1991.17.5
Conundrums
Artist
Robert Morris
(Kansas City, Missouri , 2/9/1931 - 11/28/2018, Kingston, New York)
Title
Conundrums
Creation Date
1989-1990
Century
20th century
Dimensions
4 7/8 in. x 6 1/4 in. (12.38 cm. x 15.87 cm.)
Object Type
print
Creation Place
North America, United States
Medium and Support
soft ground etching and aquatint in sepia ink on Arches paper
Credit Line
Anonymous Gift and Museum Purchase, George Otis Hamlin Fund
Copyright
This artwork may be under copyright. For further information, please consult the Museum’s
Copyright Terms and Conditions.
Accession Number
1991.17.5
Robert Morris—known as a major figure in Minimalism, Process Art, and Land Art—is also an ardent anti-war activist. Published by Vinalhaven Press in Maine, this series pairs his dire predictions of imminent catastrophe in the nuclear age with images based on works by Francisco Goya.

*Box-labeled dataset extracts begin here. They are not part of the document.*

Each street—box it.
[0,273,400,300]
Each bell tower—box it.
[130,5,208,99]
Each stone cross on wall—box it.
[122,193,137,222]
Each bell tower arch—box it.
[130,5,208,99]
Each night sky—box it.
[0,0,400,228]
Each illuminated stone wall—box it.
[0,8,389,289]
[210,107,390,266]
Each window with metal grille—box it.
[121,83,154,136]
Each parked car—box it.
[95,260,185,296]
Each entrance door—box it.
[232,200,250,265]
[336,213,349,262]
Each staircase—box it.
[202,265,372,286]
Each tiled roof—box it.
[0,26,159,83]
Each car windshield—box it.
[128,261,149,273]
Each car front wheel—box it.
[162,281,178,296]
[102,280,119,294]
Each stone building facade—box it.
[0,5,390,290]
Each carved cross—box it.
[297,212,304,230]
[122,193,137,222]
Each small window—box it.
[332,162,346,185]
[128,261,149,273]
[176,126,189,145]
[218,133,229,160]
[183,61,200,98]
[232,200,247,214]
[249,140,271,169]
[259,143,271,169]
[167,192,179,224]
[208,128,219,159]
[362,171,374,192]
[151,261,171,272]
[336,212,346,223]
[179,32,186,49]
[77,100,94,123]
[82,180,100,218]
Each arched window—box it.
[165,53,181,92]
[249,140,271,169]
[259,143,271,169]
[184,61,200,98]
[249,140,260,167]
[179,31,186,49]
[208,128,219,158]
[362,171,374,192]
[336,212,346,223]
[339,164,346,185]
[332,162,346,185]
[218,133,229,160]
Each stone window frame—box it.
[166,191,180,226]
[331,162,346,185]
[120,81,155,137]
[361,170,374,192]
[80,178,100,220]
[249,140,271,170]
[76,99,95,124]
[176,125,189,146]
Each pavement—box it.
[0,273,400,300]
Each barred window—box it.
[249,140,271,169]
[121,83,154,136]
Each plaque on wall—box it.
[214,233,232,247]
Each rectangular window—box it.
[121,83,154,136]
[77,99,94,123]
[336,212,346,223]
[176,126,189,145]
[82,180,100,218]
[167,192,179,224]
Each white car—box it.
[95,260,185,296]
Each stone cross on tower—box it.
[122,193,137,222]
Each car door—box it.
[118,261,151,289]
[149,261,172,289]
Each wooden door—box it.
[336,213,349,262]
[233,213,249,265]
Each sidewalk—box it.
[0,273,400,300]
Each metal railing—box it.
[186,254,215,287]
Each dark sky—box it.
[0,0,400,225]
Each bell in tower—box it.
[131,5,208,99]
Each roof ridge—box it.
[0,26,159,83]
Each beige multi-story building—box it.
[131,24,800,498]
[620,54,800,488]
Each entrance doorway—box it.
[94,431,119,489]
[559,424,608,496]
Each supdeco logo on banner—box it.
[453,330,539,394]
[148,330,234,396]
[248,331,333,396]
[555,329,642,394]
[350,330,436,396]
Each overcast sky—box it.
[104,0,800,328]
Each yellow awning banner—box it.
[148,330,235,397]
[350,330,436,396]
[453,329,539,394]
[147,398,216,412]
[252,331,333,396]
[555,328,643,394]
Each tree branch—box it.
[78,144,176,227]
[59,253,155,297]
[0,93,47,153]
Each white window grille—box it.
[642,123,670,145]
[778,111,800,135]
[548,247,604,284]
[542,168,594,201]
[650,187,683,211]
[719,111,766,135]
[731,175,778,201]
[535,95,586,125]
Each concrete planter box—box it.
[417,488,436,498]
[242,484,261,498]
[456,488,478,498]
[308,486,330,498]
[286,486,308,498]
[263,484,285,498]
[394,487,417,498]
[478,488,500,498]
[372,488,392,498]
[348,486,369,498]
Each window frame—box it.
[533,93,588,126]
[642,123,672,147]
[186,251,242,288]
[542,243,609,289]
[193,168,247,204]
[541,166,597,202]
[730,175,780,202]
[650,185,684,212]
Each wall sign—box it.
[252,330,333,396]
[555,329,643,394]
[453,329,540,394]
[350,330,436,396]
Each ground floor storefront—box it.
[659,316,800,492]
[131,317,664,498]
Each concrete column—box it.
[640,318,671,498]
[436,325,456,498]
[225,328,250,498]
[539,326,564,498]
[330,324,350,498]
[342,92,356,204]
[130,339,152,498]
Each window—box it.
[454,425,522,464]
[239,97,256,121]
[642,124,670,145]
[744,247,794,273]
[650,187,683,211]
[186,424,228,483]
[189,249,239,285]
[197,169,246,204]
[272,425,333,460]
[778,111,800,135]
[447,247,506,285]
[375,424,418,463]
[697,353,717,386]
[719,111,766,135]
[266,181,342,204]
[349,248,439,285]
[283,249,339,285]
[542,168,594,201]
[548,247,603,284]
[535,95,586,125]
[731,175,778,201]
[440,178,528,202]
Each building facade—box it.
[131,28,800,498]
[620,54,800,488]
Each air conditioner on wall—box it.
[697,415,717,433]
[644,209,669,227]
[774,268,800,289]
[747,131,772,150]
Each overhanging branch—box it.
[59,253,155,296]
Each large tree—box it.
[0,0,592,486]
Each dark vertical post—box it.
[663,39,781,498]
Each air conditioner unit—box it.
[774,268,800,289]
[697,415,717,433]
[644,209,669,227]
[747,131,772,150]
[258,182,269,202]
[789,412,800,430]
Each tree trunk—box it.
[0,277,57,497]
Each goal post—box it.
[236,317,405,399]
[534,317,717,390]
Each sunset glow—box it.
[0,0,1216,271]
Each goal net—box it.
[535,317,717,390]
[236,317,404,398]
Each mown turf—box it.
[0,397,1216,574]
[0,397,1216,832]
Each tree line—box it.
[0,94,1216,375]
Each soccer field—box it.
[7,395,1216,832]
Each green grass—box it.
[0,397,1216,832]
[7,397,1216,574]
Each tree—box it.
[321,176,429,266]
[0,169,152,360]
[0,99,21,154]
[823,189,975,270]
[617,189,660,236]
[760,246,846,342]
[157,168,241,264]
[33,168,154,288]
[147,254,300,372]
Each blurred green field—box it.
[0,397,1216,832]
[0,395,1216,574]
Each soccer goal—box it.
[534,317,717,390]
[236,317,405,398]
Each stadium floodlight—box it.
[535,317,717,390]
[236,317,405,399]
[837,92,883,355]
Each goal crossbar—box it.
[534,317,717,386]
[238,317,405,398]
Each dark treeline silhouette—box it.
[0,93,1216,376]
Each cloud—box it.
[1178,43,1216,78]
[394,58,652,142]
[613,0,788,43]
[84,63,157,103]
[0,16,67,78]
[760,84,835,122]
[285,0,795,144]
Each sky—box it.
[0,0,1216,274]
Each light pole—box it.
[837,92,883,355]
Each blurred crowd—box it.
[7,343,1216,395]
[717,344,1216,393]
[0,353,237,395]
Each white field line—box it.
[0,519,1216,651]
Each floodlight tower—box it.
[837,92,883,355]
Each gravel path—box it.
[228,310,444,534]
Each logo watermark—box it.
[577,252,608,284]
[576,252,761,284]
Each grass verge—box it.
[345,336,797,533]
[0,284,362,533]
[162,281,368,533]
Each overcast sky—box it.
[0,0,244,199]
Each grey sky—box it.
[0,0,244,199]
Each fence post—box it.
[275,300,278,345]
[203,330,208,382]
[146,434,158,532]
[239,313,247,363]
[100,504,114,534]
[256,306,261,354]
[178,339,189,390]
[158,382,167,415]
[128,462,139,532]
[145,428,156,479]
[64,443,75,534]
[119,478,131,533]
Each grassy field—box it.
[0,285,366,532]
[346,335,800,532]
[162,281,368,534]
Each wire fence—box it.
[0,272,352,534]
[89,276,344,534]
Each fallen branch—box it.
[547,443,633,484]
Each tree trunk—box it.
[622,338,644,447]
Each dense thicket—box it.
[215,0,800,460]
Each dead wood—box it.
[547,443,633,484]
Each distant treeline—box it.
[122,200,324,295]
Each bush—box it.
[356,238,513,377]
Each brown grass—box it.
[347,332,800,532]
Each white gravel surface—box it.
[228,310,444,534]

While Goya candidly illustrated and criticized the human cost of war in the Napoleonic period, Morris responds to the more abstract nature of contemporary warfare conceptually. Made as the Cold War was coming to a long close, the work’s sepia color and long shadow links Morris’s words with Goya’s images in both tone and form. Morris articulated the conundrum: “perhaps evil is abyssal and beyond discourse, approachable only on an allegorical level (of the artists, only Goya looked it in the face).”